As to being a member of the Sons of the American Revolution, he was a descendant of Zachariah Cross, who served as a private under General Francis Marion participating as a scout and a number of skirmishes between 1778 and 1779. Even his wife was a Daughter of the American Revolution. Caroline Lush Bishop Funkhouser was a descendant of Richard Lush, among the earliest residents of Albany and a deputy muster-master during the Revolutionary War. In fact, Leonidas could trace his family history back to 1698 when Christopher and John Funkhouser, two Swiss-born brothers who came to the British Colonies after a brief stop in Holland. Starting in Virginia, his grandson, also Christopher, moved to a plot of land he named Funkhouser Hill in Kentucky that eventually became Morgantown, KY. It’s a prominent American family…
We digress. Leonidas and Caroline had two children, Elsie Lush and Robert Oliver. At 51, Funkhouser was visiting family in Hendersonville, NC when he had a massive heart attack and died on 11 June 1912.
“The Colleges”, The Times (Philadelphia, PA), 19 June 1878, Page 1.
“Leonidas P. Funkhouser”, The Courier (Lincon, NE), 15 March 1902, Page 8.
“Answers to Correspondents”, Louisville Courier-Journal, 04 October 1914, Page 28.
“American Ancestry: Giving the Name and Descent, in the Male Line, of Americans Whose Ancestors Settled in the United States Previous to the Declaration of Independence, A. D. 1776”, Joel Munsell’s Sons, Publishers, 1898, Pages 80 – 81.
Death Certificate: Died of a heart attack in Hendersonville, NC. Parents were Robert M (of VA) and Sarah Johnson Selmes Funkhouser (of NYC) on 6/11/1912. Wife, Caroline Lush (Bishop) Funkhouser
Application to the Nebraska Society of the Sons of the American Revolution.
Says his great grandfather, Zachariah Cross (of MD), saw his brothers march near his home and he joined the stragglers following the colonial army. He may not have been eligible to join, but they forwarded Zachariah to a cousin, General Francis Marion, the Swamp Fox, of North and South Carolina, for whom he acted as a scout. Family history says he was involved in many thrilling adventures and was later promoted to Colonel, but when he applied for a pension on 2/8/1833 (age 72) from his home in St. Louis, he was granted a one year pension for a year’s service as a private in the NC troops during the war.

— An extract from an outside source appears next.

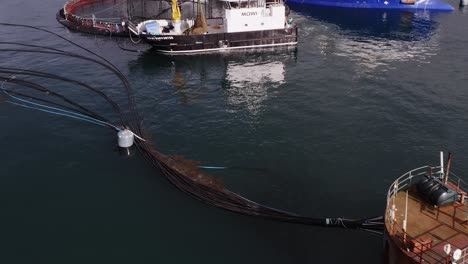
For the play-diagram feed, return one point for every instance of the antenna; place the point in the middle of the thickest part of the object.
(456, 254)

Zachariah Cross and Hetty Johnston were the parents of Robert Roland Funkhouser’s wife, Rachel. That would be LPF’s grandfather.
According to Record 23463 in the Lineage Book of the Daughters of the American Revolution, Caroline Lush Bishop was a descendant of Richard Lush of NY, among the first settlers of Albany, and he served as deputy muster-master in 1778-1779.